The Fight Against Evil
In lieu of my own words, some wise ones from Eleanor Arnason, explaining her aversion to "quest against evil" fantasy novels:
In so far as evil exists, it is people, and they are evil either because they have malfuctioning brains or because they have become corrupted. Evil is not creatures with many legs that remind you of spiders, and it isn't dark lords who loom in the distance. It is the greed heads and power freaks who decided to invade Iraq and destroy a nation to meet their personal needs, whatever those may be.
If fantasy is going to help us understand the world, then it ought to come up with descriptions of evil that help us recognize evil in the real world. Tolkien does this in Saruman, Wormtongue, Boromir, Denethor, the thugs in the Shire and so on. He shows us a wide range of corruption: those who intimidated by evil, those who are tempted, those who utterly corrupted.
I guess what I am saying is, evil is not The Other. It is right here in our neighbors and allies and the leaders we trust.

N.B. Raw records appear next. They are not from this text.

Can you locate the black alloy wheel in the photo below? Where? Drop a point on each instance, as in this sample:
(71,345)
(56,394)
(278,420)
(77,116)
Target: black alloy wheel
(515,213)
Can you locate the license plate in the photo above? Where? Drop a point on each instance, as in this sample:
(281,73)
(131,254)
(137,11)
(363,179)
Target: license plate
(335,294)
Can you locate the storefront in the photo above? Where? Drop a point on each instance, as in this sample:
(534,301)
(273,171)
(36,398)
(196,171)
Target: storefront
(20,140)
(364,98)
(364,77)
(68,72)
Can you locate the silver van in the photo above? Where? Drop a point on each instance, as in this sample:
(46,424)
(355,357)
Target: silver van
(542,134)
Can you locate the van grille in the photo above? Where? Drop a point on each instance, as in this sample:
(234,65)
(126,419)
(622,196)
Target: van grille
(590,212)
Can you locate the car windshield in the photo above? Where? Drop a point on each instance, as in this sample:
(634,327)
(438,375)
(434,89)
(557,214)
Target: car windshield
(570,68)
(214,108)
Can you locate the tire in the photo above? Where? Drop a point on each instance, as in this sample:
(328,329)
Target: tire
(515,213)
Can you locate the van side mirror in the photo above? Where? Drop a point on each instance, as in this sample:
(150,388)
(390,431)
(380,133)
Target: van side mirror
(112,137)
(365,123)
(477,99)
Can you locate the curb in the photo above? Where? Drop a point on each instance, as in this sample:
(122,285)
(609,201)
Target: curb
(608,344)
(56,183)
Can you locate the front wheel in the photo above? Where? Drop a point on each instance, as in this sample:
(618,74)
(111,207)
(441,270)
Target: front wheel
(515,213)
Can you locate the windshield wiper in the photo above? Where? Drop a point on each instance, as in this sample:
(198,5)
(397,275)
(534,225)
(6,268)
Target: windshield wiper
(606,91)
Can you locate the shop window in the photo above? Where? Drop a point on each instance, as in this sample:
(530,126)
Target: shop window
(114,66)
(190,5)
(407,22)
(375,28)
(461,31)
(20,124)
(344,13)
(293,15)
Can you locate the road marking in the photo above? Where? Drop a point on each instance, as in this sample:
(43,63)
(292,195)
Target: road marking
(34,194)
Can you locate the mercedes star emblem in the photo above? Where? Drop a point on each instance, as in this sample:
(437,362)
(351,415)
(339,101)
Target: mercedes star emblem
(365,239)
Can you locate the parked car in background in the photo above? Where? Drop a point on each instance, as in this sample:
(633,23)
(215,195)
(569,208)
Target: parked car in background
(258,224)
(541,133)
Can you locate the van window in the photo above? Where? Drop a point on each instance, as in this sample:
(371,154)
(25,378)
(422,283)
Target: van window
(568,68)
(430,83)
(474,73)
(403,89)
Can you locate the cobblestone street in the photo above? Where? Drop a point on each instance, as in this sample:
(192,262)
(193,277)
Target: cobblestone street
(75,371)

I like that. I've always thought that the corrupted friend was a better villain than the guy who was just "evil" for whatever reason. Even though I do write some fantasy, I don't think I've often, if ever, written a "pure evil" villain. The villains in my stories are, as Eleanor says, the people among us who feel themselves above our moral codes, better than our society, more important than you and me.